The warming waters of the Mediterranean are rising, part of a global phenomenon driven by climate change. In Alexandria, that is leading to coastal erosion and sending saltwater seeping through the sandy substrate, undermining buildings from below, researchers say.

"This is why we see the buildings in Alexandria being eroded from the bottom up," said Essam Heggy, a water scientist at the University of Southern California who co-wrote the study published in February describing a growing crisis in Alexandria and along the whole coast.

The combination of continuous seawater rises, ground subsidence and coastal erosion means Alexandria’s coastline has receded on average 3.5 meters a year over the last 20 years, he told Reuters.

"For many people who see that climatic change is something that will happen in the future and we don’t need to worry about it, it’s actually happening right now, right here," Heggy said.

The situation is alarming enough when set out in the report - "Soaring Building Collapses in Southern Mediterranean Coasts" in the journal "Earth's Future". For Mabrouk, 50, it has been part of day-to-day life for years.

She had to leave her last apartment when the building started moving.

"It eventually got slanted. I mean, after two years, we were all ... leaning," she told Reuters. "If you put something on the table, you would feel like it was rolling."

BARRIERS, BULLDOZERS, CRACKS

Egypt's government has acknowledged the problem and promised action. Submerged breakwaters reduce coastal wave action and truckloads of sand replenish stripped beaches.

Nine concrete sea barriers have been set up "to protect the delta and Alexandria from the impact of rising sea waves," Alexandria's governor, Ahmed Khaled Hassan, said.

The barriers stretch out to sea, piles of striking geometric shapes, their clear curves and lines standing out against the crumbling, flaking apartment blocks on the land.

Authorities are trying to get in ahead of the collapses by demolishing buildings at risk.

Around 7,500 were marked for destruction and 55,000 new housing units will be built, Prime Minister Mostafa Madbouly told a crowd as he stood on one of the concrete barriers on July 14.

"There isn't a day that passes without a partial or complete collapse of at least one building that already had a demolition order," Madbouly said.

Some are hopeful the measures can make a difference.

"There are no dangers now ... They have made their calculations," coffee shop owner Shady Mostafa said as he watched builders working on one of the barriers.

Others are less sure.
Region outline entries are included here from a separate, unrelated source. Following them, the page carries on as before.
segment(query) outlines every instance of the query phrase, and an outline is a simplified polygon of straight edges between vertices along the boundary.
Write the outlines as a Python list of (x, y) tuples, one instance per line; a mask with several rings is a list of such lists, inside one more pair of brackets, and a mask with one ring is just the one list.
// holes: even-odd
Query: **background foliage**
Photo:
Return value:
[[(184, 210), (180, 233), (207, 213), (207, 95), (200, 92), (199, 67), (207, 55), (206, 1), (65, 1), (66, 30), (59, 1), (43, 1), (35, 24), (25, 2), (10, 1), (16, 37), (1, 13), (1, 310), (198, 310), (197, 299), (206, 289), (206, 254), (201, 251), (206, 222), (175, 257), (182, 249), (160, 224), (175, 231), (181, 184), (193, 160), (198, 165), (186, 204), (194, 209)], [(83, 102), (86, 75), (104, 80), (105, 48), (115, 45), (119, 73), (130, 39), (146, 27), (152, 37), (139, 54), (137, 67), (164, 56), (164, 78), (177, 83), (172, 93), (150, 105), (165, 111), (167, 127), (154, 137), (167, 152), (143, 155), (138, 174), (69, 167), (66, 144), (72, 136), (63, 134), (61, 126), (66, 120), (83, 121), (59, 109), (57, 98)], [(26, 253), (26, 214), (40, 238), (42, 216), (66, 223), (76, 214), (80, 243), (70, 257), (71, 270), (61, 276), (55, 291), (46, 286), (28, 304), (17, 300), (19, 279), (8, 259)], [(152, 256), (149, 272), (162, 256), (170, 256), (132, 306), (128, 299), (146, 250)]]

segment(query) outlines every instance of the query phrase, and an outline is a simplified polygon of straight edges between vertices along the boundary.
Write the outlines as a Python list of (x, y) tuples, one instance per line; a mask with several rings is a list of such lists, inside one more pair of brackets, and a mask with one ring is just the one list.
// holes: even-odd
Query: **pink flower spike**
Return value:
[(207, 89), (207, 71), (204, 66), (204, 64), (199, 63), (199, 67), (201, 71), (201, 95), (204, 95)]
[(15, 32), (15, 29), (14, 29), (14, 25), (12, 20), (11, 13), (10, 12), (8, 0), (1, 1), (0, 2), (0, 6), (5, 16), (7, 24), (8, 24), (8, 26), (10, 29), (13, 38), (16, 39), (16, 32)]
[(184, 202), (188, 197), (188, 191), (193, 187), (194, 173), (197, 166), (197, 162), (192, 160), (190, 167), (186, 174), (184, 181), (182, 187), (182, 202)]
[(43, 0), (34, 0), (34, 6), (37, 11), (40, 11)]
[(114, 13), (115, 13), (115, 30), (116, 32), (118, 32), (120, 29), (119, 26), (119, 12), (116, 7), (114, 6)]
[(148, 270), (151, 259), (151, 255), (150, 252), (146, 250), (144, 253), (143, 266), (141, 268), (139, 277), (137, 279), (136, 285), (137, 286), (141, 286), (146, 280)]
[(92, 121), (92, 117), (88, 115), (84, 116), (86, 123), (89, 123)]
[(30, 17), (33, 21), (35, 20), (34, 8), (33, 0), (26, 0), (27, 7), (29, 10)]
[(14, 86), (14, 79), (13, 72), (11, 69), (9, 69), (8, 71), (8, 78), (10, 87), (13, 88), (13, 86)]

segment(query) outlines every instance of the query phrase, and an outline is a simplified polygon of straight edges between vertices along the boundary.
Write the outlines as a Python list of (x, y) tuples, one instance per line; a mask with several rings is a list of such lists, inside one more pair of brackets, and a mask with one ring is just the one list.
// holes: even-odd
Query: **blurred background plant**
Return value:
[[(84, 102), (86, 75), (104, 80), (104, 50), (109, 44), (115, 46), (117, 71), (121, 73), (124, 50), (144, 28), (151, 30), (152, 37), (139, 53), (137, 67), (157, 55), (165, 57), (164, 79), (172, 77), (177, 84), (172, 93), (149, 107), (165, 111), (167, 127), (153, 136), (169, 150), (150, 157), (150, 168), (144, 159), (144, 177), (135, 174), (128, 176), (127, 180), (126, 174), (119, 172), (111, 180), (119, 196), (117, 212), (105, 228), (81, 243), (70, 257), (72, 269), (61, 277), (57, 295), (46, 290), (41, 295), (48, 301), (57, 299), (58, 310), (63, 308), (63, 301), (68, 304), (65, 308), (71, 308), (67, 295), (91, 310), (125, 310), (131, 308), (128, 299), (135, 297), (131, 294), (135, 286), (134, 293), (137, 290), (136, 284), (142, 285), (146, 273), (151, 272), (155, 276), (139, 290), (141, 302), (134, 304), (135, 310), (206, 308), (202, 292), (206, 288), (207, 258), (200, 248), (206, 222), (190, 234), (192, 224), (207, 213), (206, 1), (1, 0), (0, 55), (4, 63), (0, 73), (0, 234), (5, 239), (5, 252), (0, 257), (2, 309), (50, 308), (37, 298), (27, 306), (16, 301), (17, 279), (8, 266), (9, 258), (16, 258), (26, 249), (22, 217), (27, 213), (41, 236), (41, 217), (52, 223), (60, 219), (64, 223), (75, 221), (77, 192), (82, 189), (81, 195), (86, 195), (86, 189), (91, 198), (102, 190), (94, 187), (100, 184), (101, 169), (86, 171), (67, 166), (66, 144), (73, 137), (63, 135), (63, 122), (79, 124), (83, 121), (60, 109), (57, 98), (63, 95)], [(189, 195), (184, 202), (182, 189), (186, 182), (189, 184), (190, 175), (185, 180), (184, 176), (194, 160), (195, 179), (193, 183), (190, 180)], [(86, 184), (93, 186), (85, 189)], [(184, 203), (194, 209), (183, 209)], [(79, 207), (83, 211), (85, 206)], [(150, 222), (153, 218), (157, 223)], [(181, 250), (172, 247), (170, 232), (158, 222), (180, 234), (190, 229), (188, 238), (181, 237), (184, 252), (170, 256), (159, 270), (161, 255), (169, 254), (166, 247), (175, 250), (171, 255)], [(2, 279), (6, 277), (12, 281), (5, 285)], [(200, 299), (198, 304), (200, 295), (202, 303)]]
Alexandria's 70-km (45-mile) long coastal zone was marked down as the most vulnerable in the whole Mediterranean basin in the February report.
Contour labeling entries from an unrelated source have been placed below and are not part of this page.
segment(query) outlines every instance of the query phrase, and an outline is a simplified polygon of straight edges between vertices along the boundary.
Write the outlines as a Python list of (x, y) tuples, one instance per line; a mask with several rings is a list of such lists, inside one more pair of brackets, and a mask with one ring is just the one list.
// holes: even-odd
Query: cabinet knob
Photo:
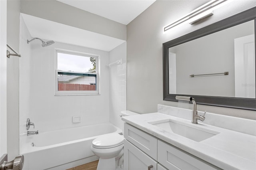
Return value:
[(150, 165), (149, 166), (148, 166), (148, 170), (150, 170), (150, 169), (151, 169), (152, 168), (153, 168), (153, 165)]

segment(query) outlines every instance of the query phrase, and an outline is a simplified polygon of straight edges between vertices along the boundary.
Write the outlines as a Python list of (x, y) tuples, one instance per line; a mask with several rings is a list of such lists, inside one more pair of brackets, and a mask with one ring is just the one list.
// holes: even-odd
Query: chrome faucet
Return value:
[(33, 134), (38, 134), (38, 130), (36, 131), (28, 131), (27, 132), (27, 135), (32, 135)]
[(29, 118), (28, 118), (27, 119), (27, 124), (26, 125), (27, 130), (29, 129), (29, 128), (30, 126), (33, 126), (34, 127), (34, 128), (35, 128), (35, 125), (33, 122), (30, 122), (30, 120)]
[(206, 111), (204, 111), (204, 115), (201, 116), (197, 114), (197, 111), (196, 111), (196, 100), (193, 98), (190, 97), (176, 96), (175, 97), (176, 100), (184, 100), (185, 101), (192, 101), (193, 103), (193, 111), (192, 111), (192, 123), (197, 124), (198, 120), (200, 120), (202, 121), (203, 121), (205, 119), (204, 116), (206, 113)]

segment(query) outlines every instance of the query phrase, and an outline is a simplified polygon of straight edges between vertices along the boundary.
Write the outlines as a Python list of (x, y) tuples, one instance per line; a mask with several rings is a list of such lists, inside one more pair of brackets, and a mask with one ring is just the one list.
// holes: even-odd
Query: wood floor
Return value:
[(99, 160), (76, 166), (66, 170), (96, 170)]

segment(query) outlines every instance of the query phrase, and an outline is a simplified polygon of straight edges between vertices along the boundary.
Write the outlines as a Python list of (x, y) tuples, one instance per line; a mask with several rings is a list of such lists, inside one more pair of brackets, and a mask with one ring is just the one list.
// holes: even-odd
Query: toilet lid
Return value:
[(124, 143), (124, 136), (117, 133), (102, 135), (92, 141), (92, 145), (96, 148), (110, 148)]

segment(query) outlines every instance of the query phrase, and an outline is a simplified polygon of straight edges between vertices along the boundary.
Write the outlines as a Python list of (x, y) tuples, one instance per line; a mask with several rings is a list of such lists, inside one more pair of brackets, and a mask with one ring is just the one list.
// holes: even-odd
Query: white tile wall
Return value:
[(109, 53), (110, 63), (120, 59), (122, 64), (108, 68), (110, 70), (110, 121), (120, 128), (124, 124), (119, 116), (126, 110), (126, 43), (117, 47)]
[[(21, 20), (20, 134), (26, 132), (28, 118), (39, 133), (109, 122), (109, 68), (106, 65), (109, 52), (57, 42), (45, 47), (36, 40), (28, 44), (26, 40), (31, 36)], [(55, 48), (100, 55), (100, 95), (54, 96)], [(72, 123), (72, 117), (76, 116), (80, 117), (80, 123)]]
Around 2% of the city's housing stock – or about 7,000 buildings – were probably unsafe, it added.

Every day, more people are pouring into the city - Alexandria's population has nearly doubled to about 5.8 million in the last 25 years, swollen by workers and tourists, according to Egypt's statistics agency CAPMAS. Property prices keep going up, despite all the risks, trackers show.
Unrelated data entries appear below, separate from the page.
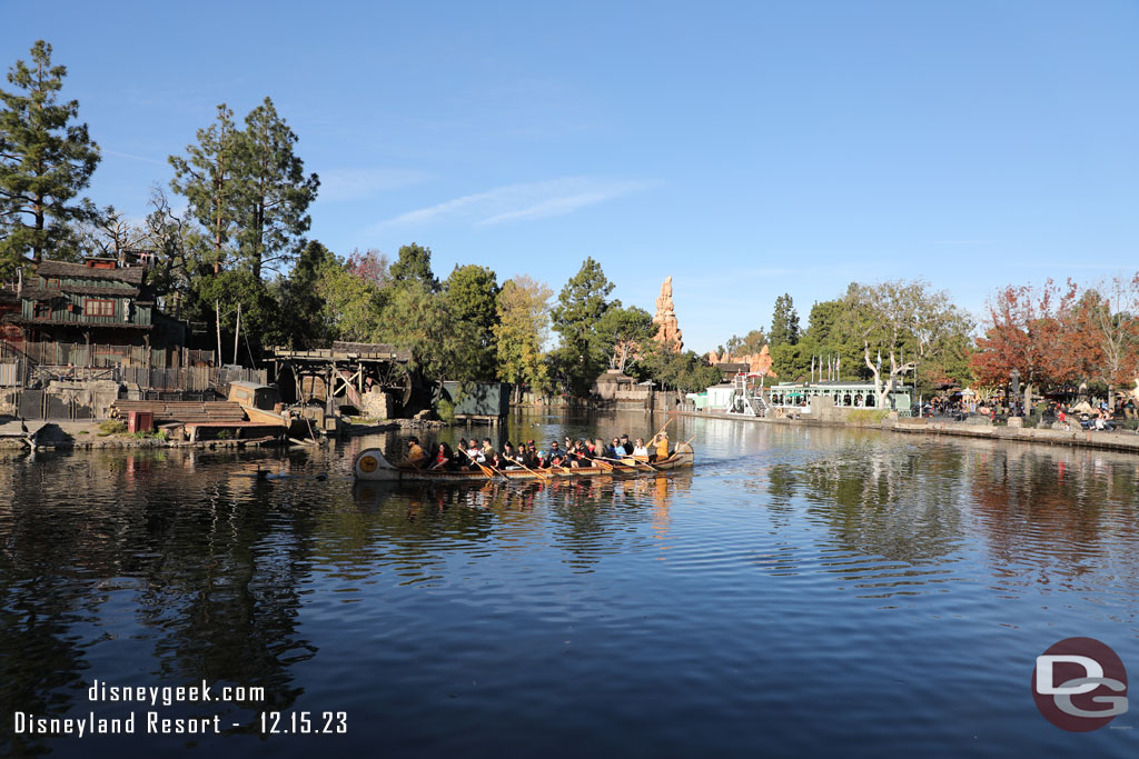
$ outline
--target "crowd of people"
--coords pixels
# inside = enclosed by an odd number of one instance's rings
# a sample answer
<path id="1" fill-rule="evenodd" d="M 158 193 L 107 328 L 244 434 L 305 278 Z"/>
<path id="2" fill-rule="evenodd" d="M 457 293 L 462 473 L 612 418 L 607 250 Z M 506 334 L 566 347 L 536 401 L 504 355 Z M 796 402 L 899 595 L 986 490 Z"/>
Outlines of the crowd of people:
<path id="1" fill-rule="evenodd" d="M 1096 429 L 1111 431 L 1121 426 L 1121 420 L 1133 420 L 1139 418 L 1136 402 L 1132 398 L 1116 398 L 1114 404 L 1100 401 L 1097 405 L 1088 403 L 1067 404 L 1060 401 L 1043 401 L 1036 404 L 1032 414 L 1040 418 L 1044 424 L 1055 426 L 1056 429 Z M 917 413 L 917 412 L 915 412 Z M 1008 416 L 1024 416 L 1024 403 L 1019 399 L 1009 399 L 1005 403 L 1001 398 L 989 401 L 974 401 L 958 397 L 935 396 L 927 401 L 920 409 L 923 416 L 952 416 L 964 420 L 966 416 L 980 414 L 992 420 L 1006 419 Z"/>
<path id="2" fill-rule="evenodd" d="M 401 468 L 440 471 L 478 471 L 483 468 L 580 469 L 601 465 L 598 462 L 630 463 L 629 460 L 632 460 L 653 463 L 670 455 L 669 436 L 663 430 L 649 438 L 648 443 L 644 438 L 631 440 L 628 435 L 615 437 L 608 443 L 600 438 L 574 440 L 567 436 L 564 443 L 550 440 L 549 446 L 541 449 L 534 440 L 526 440 L 517 447 L 508 440 L 502 444 L 501 449 L 495 449 L 489 437 L 484 437 L 482 442 L 477 438 L 460 438 L 454 449 L 446 443 L 437 443 L 431 454 L 417 437 L 408 438 L 407 446 L 407 456 L 399 464 Z"/>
Sea levels are rising across the world, but they are rising faster in the Mediterranean than in many other bodies of water, partly because the relative shallowness of its sea basin means it is warming up faster.

The causes may be global, but the impacts are local, said 26-year-old Alexandria resident Ahmed al-Ashry.

"There's a change in the buildings, there's a change in the streets," he told Reuters.

"Every now and then we try to renovate the buildings, and in less than a month, the renovations start to fall apart. Our neighbors have started saying the same thing, that cracks have started to appear."